L'autre aspect significatif est le fait d'avoir procédé à la construction d'un catalogue raisonné de situations de références spatiales et phoniques dont les buts étaient d’offrir un outil de sensibilisation, d’analyse, ainsi qu’un support à la conception. Pour ce faire, trois catégories ont été explorées : « les articulations », « les limites » et « les inclusions ». L’articulation nécessite le déplacement de l’auditeur permettant l’identification d’entités sonores spatialement distinctes et ainsi l’adéquation ou l’adaptation de ces conduites et usages en fonction du changement de contexte. Les limites proposent pour leur part, des situations où l’environnement sonore peut basculer rapidement, ce qui nécessite peu de déplacement. Finalement, l’inclusion met en avant le phénomène d’emboîtement sonore, d’un sentiment d’appartenir à un univers contenu dans un autre, ce qui ne nécessite aucun mouvement.

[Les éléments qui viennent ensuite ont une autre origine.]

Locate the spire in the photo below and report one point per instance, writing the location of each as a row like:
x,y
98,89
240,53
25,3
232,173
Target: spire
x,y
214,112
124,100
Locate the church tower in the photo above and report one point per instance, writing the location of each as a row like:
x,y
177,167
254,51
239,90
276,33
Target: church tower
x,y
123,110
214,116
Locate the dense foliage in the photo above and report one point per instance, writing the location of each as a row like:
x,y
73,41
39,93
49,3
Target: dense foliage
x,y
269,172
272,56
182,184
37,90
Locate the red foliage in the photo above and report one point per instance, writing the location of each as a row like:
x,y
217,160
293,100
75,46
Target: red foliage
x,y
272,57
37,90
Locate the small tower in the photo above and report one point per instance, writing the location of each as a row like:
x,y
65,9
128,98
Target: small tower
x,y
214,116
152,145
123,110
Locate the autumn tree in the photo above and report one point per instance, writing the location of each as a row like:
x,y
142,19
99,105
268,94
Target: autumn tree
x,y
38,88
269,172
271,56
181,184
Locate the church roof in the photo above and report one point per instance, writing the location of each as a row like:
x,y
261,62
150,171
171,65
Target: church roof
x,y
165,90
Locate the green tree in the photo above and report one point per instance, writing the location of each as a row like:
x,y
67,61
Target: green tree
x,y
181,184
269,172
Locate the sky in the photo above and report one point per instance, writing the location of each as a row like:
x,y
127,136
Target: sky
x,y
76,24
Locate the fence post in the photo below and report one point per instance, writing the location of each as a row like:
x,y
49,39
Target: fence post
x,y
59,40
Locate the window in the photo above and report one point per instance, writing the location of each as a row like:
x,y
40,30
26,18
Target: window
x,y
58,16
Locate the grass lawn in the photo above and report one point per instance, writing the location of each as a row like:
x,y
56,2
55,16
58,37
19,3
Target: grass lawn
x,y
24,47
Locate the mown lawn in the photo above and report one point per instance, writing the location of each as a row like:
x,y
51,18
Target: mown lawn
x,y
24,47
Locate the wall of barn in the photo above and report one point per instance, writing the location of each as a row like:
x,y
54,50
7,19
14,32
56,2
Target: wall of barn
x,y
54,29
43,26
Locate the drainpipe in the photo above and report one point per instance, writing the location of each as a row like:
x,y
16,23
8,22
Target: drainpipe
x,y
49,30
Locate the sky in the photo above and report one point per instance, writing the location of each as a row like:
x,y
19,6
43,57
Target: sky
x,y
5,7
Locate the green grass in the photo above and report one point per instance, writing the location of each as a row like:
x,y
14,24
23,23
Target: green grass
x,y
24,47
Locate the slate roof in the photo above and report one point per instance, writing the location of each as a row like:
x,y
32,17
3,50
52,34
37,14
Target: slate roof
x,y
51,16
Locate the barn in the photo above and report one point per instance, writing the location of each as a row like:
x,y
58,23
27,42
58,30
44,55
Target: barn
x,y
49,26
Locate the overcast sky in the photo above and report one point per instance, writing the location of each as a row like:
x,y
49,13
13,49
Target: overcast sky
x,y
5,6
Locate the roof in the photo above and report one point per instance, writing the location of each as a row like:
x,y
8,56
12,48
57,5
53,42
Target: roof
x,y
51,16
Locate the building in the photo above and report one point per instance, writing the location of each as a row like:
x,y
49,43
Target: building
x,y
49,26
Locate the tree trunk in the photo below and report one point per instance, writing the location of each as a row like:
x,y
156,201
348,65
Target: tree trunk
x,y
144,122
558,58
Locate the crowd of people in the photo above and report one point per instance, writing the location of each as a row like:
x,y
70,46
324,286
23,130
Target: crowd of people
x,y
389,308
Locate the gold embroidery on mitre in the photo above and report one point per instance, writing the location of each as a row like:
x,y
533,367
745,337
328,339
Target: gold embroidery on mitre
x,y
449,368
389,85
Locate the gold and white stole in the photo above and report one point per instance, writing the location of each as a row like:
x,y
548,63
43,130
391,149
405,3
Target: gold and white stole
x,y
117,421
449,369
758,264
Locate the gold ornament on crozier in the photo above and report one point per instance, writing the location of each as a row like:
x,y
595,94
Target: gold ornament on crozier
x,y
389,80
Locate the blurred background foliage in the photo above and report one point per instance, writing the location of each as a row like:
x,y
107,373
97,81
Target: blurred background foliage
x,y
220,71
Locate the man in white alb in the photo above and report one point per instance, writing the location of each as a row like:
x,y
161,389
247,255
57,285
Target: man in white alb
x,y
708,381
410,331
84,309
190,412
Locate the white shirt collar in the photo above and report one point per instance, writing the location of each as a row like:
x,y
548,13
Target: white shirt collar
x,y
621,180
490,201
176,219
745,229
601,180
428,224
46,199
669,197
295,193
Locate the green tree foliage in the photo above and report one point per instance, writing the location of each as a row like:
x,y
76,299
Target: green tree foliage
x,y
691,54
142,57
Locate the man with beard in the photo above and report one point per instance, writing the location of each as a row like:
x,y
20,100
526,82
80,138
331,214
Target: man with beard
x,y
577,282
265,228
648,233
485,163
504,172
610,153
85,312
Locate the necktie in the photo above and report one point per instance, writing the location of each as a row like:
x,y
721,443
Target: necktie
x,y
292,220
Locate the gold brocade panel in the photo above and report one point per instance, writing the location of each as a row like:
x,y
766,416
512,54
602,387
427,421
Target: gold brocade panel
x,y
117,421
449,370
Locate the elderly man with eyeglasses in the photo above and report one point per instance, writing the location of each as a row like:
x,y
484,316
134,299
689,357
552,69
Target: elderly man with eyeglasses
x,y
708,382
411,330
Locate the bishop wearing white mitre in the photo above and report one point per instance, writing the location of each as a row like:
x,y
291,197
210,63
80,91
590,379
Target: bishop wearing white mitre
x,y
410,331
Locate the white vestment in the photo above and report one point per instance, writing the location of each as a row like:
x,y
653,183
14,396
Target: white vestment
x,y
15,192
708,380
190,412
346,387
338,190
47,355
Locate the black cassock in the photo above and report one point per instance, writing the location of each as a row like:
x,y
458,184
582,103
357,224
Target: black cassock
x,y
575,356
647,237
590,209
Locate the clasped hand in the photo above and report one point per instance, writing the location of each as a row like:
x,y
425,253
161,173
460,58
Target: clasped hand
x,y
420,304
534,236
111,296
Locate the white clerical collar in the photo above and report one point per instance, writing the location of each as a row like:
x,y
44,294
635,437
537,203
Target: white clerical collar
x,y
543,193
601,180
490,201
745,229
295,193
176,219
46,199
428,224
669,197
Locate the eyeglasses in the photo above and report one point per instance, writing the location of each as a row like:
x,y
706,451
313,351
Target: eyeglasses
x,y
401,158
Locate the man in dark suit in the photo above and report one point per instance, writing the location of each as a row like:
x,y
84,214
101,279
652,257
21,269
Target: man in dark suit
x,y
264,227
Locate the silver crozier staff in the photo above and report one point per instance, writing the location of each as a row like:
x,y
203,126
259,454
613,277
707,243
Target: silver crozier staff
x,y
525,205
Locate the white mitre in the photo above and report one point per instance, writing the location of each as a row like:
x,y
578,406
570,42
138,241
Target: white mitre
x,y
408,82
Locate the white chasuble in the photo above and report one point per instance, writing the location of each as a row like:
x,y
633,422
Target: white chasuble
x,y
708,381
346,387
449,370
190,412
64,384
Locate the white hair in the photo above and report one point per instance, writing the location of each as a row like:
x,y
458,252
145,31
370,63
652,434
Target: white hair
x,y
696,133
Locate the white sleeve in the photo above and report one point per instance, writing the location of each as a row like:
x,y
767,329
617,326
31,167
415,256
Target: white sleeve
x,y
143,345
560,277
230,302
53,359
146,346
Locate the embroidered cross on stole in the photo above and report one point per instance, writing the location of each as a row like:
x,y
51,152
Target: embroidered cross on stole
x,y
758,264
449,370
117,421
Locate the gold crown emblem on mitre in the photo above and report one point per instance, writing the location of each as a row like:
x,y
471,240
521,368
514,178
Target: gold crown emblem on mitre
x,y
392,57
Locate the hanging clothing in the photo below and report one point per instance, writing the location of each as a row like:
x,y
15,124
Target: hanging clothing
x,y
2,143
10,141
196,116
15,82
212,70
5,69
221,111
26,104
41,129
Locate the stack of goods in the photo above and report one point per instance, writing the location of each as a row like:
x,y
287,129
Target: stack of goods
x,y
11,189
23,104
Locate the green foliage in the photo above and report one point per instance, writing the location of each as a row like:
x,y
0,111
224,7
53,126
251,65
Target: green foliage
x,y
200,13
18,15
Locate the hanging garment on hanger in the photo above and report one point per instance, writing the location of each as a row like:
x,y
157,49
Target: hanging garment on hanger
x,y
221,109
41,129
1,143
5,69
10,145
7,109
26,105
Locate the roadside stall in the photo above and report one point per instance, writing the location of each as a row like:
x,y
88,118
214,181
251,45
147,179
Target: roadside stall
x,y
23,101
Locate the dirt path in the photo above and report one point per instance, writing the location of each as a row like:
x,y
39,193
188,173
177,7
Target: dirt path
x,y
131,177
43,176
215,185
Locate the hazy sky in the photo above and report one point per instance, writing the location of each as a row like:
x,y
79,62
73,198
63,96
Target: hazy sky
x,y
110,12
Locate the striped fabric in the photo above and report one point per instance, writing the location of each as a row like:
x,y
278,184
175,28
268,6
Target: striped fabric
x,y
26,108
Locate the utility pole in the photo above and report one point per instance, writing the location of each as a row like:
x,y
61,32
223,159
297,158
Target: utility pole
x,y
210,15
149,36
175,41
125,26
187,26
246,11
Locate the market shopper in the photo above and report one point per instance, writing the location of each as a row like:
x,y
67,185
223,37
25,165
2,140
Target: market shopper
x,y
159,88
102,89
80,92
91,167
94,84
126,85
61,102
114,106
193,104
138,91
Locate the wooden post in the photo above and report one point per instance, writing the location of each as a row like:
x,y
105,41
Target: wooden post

Orienté par ce catalogue raisonné, l'objectif est la mise en place d’un dispositif architectural. Ce dernier est conçu selon une visée bien précise, celle de mettre en évidence les relations entre des usages et des dispositifs générateurs de qualités sonores. La méthode d’enquête se réfère à l’expérience in situ et à l’expérimentation constructive. Cet outil novateur nous semble particulièrement adapté à ce que nous recherchons à mener comme investigation.

De plus, la notion de kinesthésie sonore qui est soulevée ici propose donc que les sons de par leurs propriétés intrinsèques, ont le pouvoir de créer des espaces et des objets particuliers. Les sons permettent d'activer un mode spécifique d'intelligibilité lié aux formes et aux espaces. Le son est considéré comme laissant entrevoir des potentiels d'usages qui se révèlent à travers l'expérience sonore.

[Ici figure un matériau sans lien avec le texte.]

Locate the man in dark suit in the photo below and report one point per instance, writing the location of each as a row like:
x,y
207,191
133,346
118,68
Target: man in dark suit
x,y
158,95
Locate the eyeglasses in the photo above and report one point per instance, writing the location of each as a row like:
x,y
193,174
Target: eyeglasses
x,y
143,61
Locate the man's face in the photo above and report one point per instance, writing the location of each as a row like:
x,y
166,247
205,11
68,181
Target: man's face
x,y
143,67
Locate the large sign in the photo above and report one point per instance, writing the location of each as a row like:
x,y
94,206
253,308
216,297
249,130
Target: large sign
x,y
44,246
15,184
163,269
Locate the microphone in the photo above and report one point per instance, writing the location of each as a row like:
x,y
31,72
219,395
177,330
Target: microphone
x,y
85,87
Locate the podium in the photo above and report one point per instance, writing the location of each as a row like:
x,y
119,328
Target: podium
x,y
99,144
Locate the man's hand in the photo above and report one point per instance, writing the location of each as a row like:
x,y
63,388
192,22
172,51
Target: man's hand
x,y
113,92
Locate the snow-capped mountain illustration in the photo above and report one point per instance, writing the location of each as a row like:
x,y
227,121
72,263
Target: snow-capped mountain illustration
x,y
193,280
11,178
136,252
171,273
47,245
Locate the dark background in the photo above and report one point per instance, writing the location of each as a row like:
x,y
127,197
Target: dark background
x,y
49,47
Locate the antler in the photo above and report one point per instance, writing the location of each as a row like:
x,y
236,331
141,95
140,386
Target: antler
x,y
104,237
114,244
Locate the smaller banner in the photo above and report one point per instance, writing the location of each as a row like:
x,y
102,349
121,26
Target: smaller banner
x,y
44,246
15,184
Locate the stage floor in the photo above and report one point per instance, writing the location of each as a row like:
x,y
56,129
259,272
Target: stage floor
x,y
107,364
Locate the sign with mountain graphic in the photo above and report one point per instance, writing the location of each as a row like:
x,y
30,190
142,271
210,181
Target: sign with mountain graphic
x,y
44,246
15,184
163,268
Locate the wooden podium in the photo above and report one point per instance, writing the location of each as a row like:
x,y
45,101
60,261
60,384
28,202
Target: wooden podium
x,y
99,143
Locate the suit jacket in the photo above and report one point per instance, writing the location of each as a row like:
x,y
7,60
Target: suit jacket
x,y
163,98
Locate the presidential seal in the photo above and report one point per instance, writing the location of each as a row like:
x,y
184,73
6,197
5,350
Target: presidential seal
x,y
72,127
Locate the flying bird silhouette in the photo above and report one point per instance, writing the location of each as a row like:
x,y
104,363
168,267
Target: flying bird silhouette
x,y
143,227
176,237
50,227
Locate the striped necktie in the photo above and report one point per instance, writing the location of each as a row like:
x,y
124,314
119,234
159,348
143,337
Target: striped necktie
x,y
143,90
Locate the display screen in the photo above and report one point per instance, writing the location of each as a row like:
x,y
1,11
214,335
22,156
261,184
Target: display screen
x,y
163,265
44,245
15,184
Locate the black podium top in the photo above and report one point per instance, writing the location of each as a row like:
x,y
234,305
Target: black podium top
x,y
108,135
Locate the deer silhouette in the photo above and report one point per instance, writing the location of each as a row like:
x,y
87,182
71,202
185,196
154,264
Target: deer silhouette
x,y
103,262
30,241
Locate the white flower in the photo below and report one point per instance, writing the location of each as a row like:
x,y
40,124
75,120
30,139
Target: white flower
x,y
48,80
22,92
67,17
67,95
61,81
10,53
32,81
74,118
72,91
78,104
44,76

Essentiellement ce concept tente d'aller au-delà d'une écoute passive souvent donnée à l'usager-auditeur. L'objectif est bien de coupler son écoute et les actions qu'il effectue dans l'espace.

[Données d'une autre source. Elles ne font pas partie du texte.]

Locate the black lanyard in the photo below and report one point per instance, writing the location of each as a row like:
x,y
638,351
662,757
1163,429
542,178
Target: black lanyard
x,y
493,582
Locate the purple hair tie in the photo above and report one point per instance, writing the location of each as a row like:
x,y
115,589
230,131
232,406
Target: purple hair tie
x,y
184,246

L'idée est de percevoir l'usager comme un producteur de sons à part entière et que c'est à travers cette production qu'il se redessine et reconfigure son espace. L'usager est directement interrogé dans son expérience sonore de l'espace public urbain.

1.3.3 Synthèse de l'évolution de la pensée sonore dans les domaines de l'environnement sonore

Nous pouvons voir qu'au fur et à mesure des années les notions et concepts s'affinent se rapprochant de plus en plus d'un mode opératoire propre aux domaines liés à l'aménagement et au design urbain. En effet, sauf la dernière notion de kinesthésie sonore qui permet une application directe et constructible dans l'espace public urbain, les premières ne servent que d'outil d'analyse de l'environnement sonore. Elles ne sont aucunement sujettes à une réflexion menant à un projet architectural ou urbain. Très rares sont aussi les notions qui au niveau méthodologique interrogent directement les usagers dans leur expérience sonore en train de se faire. Déconnectés de l'espace public urbain, les usagers doivent donc faire appel à leur unique mémoire sonore.

Certaines notions et notamment celle de l'identité sonore urbaine, a été complétée et prolongée selon l’objectif de la rendre plus opérationnelle (Atienza, 2008). Un modèle intuitif a été conçu afin de décrire sonorement une configuration urbaine. Il est question ici d'un outil de représentation d'un espace sonore issu de l'interprétation empirique de la matière sonore. Il s'agit d'un outil d'aide à la conception, donc toujours dans la virtualité.

Pourtant à la base de tout phénomène sonore, l'usager, auteur, compositeur, interprète et spectateur, n'est que très peu sollicité ou de manière désincarnée, extrait de son expérience sonore du lieu. Seules les expérimentations liées à la notion de kinesthésie sonore interrogent directement l'usager en train de vivre et de faire son expérience sonore de l'espace public urbain. Encore là, de nombreuses limites, identifiées par l'auteur, quant à la méthode et au protocole mis en place ne convainc pas sur une réelle mise en situation d'expérience sonore16.